To begin, it is important to identify all aspects of the office. For example, the virtual office should provide a space for people to meet and work together, a breakroom, and private offices.
A virtual office must also be able to track progress and performance, using tools such as project management software or task-tracking tools.
From there, leaders must provide an outline of all the expectations of the virtual office.
The plan needs to cover critical topics such as usage fees, security protocols, data privacy, as well as how the office will be managed and who will be responsible for the maintenance and upkeep of the virtual office.
Finally, operating a virtual office should include a provision for how the office will be monitored and evaluated to ensure optimal productivity.
With all these pieces in place, the virtual office can be launched and used to create a highly flexible and productive work environment.
Using Technology To Boost Meaningful Collaboration
Virtual offices should, of course, include all the basics needed for a modern workplace. That includes tools for video meetings, screen sharing, and other collaborative necessities.

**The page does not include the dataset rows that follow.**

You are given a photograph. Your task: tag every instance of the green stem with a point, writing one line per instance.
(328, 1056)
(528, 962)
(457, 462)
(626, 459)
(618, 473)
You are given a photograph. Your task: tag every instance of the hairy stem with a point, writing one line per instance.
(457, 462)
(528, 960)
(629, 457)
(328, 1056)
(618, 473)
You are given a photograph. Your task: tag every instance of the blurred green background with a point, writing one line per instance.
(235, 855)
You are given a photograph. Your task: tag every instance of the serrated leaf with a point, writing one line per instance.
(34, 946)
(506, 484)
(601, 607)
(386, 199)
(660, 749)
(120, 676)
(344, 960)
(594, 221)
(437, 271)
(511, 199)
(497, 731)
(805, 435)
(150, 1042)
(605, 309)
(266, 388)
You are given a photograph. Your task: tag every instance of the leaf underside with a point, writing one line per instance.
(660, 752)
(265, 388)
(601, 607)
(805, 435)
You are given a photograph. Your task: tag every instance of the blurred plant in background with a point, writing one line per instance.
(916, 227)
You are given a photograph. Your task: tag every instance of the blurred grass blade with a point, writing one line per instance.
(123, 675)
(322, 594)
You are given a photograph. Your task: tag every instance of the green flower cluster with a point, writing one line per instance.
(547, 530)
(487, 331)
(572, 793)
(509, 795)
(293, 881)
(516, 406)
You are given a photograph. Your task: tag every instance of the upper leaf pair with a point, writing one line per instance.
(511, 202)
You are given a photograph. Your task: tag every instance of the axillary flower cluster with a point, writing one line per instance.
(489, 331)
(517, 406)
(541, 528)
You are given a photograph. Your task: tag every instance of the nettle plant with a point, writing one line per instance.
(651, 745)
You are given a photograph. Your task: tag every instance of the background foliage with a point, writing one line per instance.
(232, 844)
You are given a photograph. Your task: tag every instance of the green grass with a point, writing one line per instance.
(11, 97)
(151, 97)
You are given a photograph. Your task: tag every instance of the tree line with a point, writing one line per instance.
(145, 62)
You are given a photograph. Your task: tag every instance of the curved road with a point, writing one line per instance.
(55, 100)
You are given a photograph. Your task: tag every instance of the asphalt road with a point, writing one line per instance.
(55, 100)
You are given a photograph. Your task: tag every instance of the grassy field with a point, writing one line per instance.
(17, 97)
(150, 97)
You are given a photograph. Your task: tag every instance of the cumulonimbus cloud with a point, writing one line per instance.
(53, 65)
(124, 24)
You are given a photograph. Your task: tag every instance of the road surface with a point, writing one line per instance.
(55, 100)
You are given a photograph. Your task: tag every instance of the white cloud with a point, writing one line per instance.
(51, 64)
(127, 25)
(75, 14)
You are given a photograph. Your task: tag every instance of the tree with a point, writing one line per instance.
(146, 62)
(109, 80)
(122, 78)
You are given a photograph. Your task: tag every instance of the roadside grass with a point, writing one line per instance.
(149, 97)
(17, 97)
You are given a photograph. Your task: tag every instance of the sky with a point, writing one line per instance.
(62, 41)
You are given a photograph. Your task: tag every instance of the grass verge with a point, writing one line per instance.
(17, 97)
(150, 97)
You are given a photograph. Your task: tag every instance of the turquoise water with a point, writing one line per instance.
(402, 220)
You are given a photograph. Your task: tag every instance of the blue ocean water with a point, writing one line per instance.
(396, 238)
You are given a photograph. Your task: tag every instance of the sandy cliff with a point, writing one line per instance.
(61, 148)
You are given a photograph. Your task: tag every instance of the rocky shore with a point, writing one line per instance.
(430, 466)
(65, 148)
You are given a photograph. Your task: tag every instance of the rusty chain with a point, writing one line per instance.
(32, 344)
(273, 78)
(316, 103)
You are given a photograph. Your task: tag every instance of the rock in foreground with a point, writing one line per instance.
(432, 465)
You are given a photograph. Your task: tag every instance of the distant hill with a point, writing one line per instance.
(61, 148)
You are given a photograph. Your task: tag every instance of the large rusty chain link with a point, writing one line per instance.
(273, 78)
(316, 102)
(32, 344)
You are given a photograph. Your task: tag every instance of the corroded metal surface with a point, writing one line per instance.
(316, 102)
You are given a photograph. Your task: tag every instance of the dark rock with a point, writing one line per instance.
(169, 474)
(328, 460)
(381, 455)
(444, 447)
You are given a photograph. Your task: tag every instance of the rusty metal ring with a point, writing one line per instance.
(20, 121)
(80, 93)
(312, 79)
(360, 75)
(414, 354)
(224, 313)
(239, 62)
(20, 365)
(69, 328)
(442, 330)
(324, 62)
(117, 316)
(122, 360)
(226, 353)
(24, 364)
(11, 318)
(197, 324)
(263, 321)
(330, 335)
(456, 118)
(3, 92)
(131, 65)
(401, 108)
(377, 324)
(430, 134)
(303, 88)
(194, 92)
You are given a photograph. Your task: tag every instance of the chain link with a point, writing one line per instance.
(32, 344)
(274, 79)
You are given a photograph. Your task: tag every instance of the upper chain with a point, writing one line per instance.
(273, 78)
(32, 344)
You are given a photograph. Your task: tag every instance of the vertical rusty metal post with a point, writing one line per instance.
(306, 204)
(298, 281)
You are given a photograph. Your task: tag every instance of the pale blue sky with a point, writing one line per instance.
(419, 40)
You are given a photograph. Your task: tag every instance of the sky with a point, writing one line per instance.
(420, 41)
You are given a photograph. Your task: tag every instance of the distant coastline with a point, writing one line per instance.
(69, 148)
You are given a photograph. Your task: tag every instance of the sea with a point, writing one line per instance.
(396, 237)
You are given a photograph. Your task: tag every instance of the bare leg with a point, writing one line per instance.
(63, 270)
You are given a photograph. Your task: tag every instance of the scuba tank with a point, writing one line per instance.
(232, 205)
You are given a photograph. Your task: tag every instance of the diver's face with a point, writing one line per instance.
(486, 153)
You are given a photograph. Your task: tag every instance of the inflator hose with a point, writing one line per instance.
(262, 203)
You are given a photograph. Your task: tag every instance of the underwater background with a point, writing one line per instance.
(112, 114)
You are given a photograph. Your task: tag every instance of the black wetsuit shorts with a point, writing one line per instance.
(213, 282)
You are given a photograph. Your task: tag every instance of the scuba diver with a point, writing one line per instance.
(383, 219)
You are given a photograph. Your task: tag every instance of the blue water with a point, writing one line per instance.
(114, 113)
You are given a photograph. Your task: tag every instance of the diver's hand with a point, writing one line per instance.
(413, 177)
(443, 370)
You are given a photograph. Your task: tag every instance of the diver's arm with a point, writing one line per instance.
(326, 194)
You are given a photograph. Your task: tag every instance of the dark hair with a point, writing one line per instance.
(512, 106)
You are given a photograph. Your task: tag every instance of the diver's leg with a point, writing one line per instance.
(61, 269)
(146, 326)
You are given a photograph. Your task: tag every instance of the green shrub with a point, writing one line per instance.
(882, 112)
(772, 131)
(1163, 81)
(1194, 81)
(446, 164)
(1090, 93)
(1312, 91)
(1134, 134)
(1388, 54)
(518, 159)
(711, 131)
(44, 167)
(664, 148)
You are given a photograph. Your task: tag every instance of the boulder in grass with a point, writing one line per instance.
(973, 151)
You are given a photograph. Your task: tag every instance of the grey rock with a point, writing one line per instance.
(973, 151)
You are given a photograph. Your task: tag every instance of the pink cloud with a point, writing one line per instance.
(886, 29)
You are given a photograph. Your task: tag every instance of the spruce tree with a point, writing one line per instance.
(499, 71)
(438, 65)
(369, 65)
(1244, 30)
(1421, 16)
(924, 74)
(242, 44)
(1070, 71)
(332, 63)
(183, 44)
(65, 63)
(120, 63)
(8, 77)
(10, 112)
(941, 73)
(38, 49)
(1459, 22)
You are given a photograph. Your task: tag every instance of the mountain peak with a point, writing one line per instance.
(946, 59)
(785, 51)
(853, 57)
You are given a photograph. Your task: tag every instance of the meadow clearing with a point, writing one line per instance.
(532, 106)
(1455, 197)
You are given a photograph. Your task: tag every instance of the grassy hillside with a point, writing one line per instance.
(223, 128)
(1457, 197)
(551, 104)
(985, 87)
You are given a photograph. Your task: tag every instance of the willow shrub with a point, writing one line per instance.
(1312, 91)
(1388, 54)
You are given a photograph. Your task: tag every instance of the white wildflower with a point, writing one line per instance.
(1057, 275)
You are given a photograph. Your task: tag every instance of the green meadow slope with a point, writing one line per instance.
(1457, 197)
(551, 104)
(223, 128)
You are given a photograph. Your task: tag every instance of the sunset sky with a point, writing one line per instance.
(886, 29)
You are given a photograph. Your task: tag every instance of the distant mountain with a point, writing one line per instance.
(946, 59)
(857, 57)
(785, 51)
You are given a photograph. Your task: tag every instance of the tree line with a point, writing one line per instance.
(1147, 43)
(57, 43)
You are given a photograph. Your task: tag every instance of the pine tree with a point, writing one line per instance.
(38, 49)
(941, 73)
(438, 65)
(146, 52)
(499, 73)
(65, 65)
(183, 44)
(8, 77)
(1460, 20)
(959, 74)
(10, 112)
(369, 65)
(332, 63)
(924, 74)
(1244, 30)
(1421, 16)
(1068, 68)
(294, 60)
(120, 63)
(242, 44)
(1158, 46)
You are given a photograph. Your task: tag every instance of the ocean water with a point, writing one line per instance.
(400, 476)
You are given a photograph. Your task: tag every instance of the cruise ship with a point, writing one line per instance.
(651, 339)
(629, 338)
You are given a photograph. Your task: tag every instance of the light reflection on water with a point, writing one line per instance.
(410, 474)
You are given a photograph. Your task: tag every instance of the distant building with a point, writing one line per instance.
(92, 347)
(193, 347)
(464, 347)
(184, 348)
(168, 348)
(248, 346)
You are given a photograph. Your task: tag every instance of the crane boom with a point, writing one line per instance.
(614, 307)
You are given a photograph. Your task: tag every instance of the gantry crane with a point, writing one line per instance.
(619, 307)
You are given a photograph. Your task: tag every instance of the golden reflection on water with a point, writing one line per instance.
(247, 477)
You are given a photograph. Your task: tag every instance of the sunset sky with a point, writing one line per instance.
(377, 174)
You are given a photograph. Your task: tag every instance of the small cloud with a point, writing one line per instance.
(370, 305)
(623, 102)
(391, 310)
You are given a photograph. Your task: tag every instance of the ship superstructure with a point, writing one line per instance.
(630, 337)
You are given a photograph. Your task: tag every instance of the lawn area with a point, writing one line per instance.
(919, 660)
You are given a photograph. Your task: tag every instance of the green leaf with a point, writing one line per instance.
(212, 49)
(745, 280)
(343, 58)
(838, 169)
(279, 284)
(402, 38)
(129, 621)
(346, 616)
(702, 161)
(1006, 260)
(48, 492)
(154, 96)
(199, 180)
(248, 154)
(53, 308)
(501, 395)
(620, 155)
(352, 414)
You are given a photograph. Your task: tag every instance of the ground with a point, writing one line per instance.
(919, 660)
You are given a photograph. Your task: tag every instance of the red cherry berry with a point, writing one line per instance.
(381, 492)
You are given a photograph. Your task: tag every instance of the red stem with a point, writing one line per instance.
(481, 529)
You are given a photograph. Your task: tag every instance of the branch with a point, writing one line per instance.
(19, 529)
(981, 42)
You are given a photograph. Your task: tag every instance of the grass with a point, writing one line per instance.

“The problem with video meeting software is that you don’t really collect any of that information when you’re in a meeting with someone…it’s a bilateral exchange; there’s nothing that is telling you anything about the other people in your office,” said Riggs.
Using technology to enable discussion among colleagues and provide peripheral information to users is a core component of the virtual office experience.
This involves creating a platform that allows users to hold meaningful conversations, while also providing them with context of the environment they are in.
Spontaneity And Its Impact On Employee Wellbeing
By utilizing a virtual office environment, companies can ensure that their employees are connected in a way that allows for impromptu conversations and collaboration, while also providing the freedom to explore new ideas and solutions.
Additionally, employees that have access to this type of virtual office experience are more likely to feel connected and included in the work environment, meaning a happier and more productive workforce.
Overall, the combination of being, collaboration, and spontaneity can help companies to improve their bottom line.
“If you want to build a virtual corollary [of the office], it can’t just be a place where meetings can take place over and over and simultaneously,” said Riggs. “It has to be a place where serendipitous interactions can happen, where collisions can happen, where you can find yourself pulled into things that you weren’t planning on making a contribution to.”